A randomised, double-blind, cross-over intervention in humans was designed to assess the pharmacokinetics of orally administered betaine and its acute effect on plasma homocysteine concentrations (Schwab et al., 2006). A total of 10 normal weight volunteers (three females) received betaine at doses of 1, 3 and 6 g on single occasions seven days apart mixed with 150 mL of orange juice after a 12 h overnight fast.
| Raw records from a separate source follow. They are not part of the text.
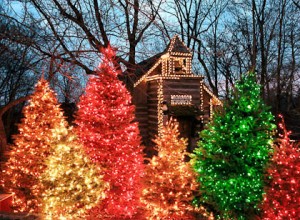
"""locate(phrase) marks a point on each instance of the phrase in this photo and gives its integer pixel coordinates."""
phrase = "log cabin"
(164, 86)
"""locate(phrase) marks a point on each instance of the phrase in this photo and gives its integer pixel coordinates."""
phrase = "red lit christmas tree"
(169, 180)
(282, 197)
(111, 139)
(31, 147)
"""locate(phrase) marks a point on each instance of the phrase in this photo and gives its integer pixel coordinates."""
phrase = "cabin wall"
(139, 99)
(206, 106)
(182, 87)
(152, 104)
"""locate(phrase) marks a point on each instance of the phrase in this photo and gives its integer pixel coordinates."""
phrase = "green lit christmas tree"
(233, 152)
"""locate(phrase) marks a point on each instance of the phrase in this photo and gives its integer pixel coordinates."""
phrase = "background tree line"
(62, 39)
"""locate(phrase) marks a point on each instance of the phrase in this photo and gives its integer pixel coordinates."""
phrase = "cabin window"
(180, 66)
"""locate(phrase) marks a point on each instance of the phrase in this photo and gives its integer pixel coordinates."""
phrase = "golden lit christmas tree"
(169, 180)
(71, 181)
(21, 172)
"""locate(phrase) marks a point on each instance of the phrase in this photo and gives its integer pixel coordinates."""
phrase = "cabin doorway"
(187, 126)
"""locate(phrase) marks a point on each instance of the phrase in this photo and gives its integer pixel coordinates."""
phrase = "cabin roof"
(176, 46)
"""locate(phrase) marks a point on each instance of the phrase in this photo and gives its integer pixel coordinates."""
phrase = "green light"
(233, 152)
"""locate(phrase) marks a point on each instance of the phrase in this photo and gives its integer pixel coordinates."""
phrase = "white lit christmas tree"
(72, 183)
A significant, dose-dependant, inverse relationship was observed between the intake of betaine and blood concentrations of homocysteine. The Panel notes that no conclusions can be drawn from this study on the sustained effects of betaine consumption on blood homocysteine concentrations, but that it supports the findings observed in the longer term studies described above.
The Panel notes that whereas doses of 6 g per day of betaine appear to increase total and LDL-cholesterol concentrations in the blood (Olthof et al., 2005; Schwab et al., 2002), this effect does
not appear to be significant at lower daily doses ( 4 g per day) (Olthof et al., 2005; Schwab et al., 2010).
In weighing the evidence, the Panel took into account that betaine can act as a methyl donor in the remethylation of homocysteine in the liver by the enzyme betaine-homocysteine methyltransferase, and that human intervention studies consistently show a significant decrease in plasma concentrations of homocysteine following betaine administration.
The Panel concludes that a cause and effect relationship has been established between the consumption of betaine and contribution to normal homocysteine metabolism.